Intercepting links from the browser to open my Android app

Question

I'd like to be able to prompt my app to open a link when user clicks on an URL of a given pattern instead of allowing the browser to open it. This could be when the user is on a web page in the browser or in an email client or within a WebView in a freshly-minted app.

For example, click on a YouTube link from anywhere in the phone and you'll be given the chance to open the YouTube app.

How do I achieve this for my own app?

Answer 1

Use an android.intent.action.VIEW of category android.intent.category.BROWSABLE.

From Romain Guy's Photostream app's AndroidManifest.xml,

    <activity         android:name=".PhotostreamActivity"         android:label="@string/application_name">          <!-- ... -->                      <intent-filter>             <action android:name="android.intent.action.VIEW" />             <category android:name="android.intent.category.DEFAULT" />             <category android:name="android.intent.category.BROWSABLE" />             <data android:scheme="http"                   android:host="flickr.com"                   android:pathPrefix="/photos/" />             <data android:scheme="http"                   android:host="www.flickr.com"                   android:pathPrefix="/photos/" />         </intent-filter>     </activity> 

Once inside you're in the activity, you need to look for the action, and then do something with the URL you've been handed. The Intent.getData() method gives you a Uri.

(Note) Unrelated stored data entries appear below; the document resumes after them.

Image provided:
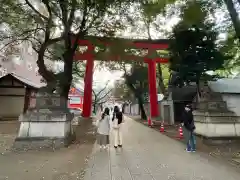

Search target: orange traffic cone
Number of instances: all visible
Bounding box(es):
[178,126,183,139]
[160,123,164,133]
[148,117,152,127]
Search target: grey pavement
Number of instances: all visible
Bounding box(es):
[84,116,240,180]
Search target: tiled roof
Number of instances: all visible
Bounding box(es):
[10,72,43,88]
[0,60,85,91]
[208,78,240,94]
[0,59,45,88]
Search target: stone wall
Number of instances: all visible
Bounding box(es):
[222,94,240,116]
[193,111,240,138]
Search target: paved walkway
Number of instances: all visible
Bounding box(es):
[84,117,240,180]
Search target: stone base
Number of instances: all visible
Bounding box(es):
[12,136,75,151]
[13,120,75,151]
[193,110,240,144]
[195,122,240,138]
[195,132,240,145]
[151,116,162,121]
[78,117,94,124]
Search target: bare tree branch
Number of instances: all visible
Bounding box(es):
[59,0,68,27]
[93,88,112,104]
[96,80,111,97]
[42,0,53,41]
[72,0,88,51]
[25,0,48,21]
[68,0,77,28]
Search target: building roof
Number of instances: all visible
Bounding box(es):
[0,62,45,88]
[11,73,43,88]
[208,78,240,94]
[172,86,197,102]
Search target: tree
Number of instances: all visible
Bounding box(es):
[169,22,227,95]
[180,0,240,43]
[223,0,240,40]
[130,0,177,94]
[112,79,133,101]
[217,29,240,77]
[0,0,138,107]
[92,81,112,114]
[123,62,149,119]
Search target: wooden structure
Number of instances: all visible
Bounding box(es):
[0,73,40,120]
[72,36,169,118]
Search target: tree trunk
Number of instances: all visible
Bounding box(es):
[37,43,56,86]
[157,63,166,94]
[60,50,74,108]
[93,103,96,114]
[138,96,147,120]
[196,78,201,103]
[223,0,240,41]
[125,79,147,120]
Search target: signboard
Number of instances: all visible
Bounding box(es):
[69,96,81,104]
[68,95,83,109]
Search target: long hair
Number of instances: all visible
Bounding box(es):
[112,106,123,124]
[101,107,110,120]
[113,106,120,113]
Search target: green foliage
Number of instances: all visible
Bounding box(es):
[112,79,133,101]
[125,63,149,94]
[181,1,207,26]
[218,29,240,76]
[169,22,227,86]
[156,64,170,89]
[141,0,177,19]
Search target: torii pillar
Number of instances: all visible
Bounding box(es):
[82,45,94,117]
[147,59,159,118]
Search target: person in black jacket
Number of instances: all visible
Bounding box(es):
[181,104,196,152]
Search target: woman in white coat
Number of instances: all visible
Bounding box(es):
[112,106,124,148]
[97,107,110,149]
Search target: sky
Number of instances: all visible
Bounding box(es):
[93,69,123,88]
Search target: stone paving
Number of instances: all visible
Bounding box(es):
[84,116,240,180]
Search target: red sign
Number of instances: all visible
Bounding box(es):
[68,88,83,109]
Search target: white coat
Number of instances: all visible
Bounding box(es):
[97,115,110,135]
[112,115,124,146]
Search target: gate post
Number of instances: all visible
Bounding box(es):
[147,60,159,118]
[82,45,94,117]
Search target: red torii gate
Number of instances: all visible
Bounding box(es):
[72,36,169,119]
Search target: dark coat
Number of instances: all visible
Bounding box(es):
[182,110,195,132]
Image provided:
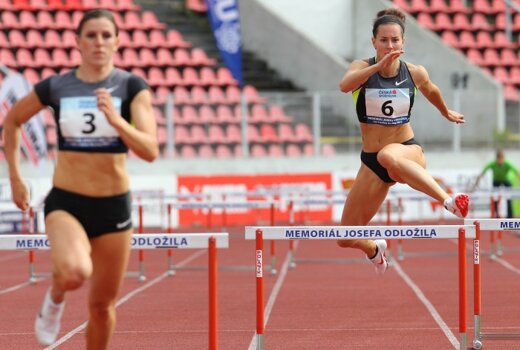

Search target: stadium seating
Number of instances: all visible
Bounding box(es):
[0,0,315,160]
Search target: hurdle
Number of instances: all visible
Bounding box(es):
[464,218,520,350]
[245,224,475,350]
[0,232,229,350]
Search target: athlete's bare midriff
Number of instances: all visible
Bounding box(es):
[360,123,415,152]
[53,151,129,196]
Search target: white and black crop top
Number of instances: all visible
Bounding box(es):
[34,68,148,153]
[352,57,416,126]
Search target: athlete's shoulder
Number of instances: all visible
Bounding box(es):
[404,61,428,87]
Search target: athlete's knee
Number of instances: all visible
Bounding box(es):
[89,300,115,323]
[377,150,398,170]
[54,261,92,291]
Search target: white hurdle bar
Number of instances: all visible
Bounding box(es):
[0,232,229,350]
[464,218,520,350]
[245,225,475,350]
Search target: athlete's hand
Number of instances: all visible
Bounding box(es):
[444,110,465,124]
[10,178,30,211]
[377,49,404,71]
[95,88,123,128]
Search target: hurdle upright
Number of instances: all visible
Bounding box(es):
[0,232,229,350]
[465,218,520,350]
[246,224,475,350]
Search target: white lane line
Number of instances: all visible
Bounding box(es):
[392,260,459,349]
[247,249,292,350]
[45,250,206,349]
[0,278,47,295]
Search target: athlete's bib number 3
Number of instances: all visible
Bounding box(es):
[59,96,122,138]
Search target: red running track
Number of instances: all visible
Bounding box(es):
[1,222,520,349]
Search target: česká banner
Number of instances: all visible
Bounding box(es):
[0,73,47,165]
[205,0,243,86]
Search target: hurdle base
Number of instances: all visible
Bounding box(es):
[481,332,520,339]
[459,332,467,350]
[256,333,264,350]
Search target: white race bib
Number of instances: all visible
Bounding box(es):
[59,96,122,148]
[365,88,410,118]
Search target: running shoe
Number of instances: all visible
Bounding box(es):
[444,193,469,218]
[35,288,65,346]
[367,239,388,275]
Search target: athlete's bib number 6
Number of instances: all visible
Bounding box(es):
[382,100,394,116]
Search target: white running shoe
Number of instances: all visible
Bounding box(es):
[367,239,388,275]
[35,288,65,346]
[444,193,469,218]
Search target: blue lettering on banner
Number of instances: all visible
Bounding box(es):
[284,228,438,239]
[16,239,50,249]
[499,221,520,230]
[131,236,188,248]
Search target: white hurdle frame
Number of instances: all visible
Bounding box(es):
[245,225,475,350]
[464,218,520,350]
[0,232,229,350]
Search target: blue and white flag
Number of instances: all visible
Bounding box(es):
[206,0,243,86]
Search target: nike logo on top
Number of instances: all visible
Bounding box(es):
[395,79,408,86]
[106,86,118,93]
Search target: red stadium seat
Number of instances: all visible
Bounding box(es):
[244,85,267,104]
[433,12,453,31]
[98,0,118,10]
[285,144,302,157]
[165,67,184,86]
[152,87,171,105]
[198,144,214,158]
[510,66,520,85]
[121,48,142,67]
[16,48,36,68]
[226,86,242,104]
[51,48,72,68]
[452,13,472,31]
[294,123,313,143]
[457,31,477,49]
[147,67,167,87]
[149,30,169,48]
[173,86,193,105]
[466,49,484,66]
[132,30,150,48]
[186,0,207,13]
[409,0,431,14]
[303,143,314,156]
[0,48,18,68]
[215,144,232,158]
[174,125,192,145]
[449,0,470,13]
[8,30,27,49]
[208,86,228,104]
[153,106,166,125]
[250,144,267,157]
[123,11,144,30]
[417,13,435,31]
[475,31,494,49]
[55,10,75,30]
[1,11,21,29]
[504,84,520,101]
[216,67,238,86]
[225,124,242,144]
[173,48,193,66]
[118,0,141,11]
[269,104,293,123]
[63,0,83,11]
[0,31,9,49]
[493,31,514,49]
[208,124,227,144]
[216,105,239,124]
[321,144,336,156]
[500,48,516,66]
[138,48,156,66]
[199,67,219,86]
[430,0,449,13]
[180,145,197,157]
[250,104,272,124]
[441,31,459,48]
[199,105,218,124]
[130,67,147,81]
[27,30,46,49]
[43,30,62,49]
[182,67,201,86]
[473,0,494,14]
[493,67,510,83]
[157,48,174,66]
[180,105,200,124]
[267,144,284,157]
[482,48,501,66]
[278,124,297,143]
[41,67,57,79]
[471,13,492,31]
[142,11,166,30]
[260,124,279,143]
[23,68,40,85]
[191,48,217,66]
[190,125,207,144]
[490,0,506,14]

    final Intent intent = getIntent();     final String action = intent.getAction();      if (Intent.ACTION_VIEW.equals(action)) {         final List<String> segments = intent.getData().getPathSegments();         if (segments.size() > 1) {             mUsername = segments.get(1);         }     } 

It should be noted, however, that this app is getting a little bit out of date (1.2), so you may find there are better ways of achieving this.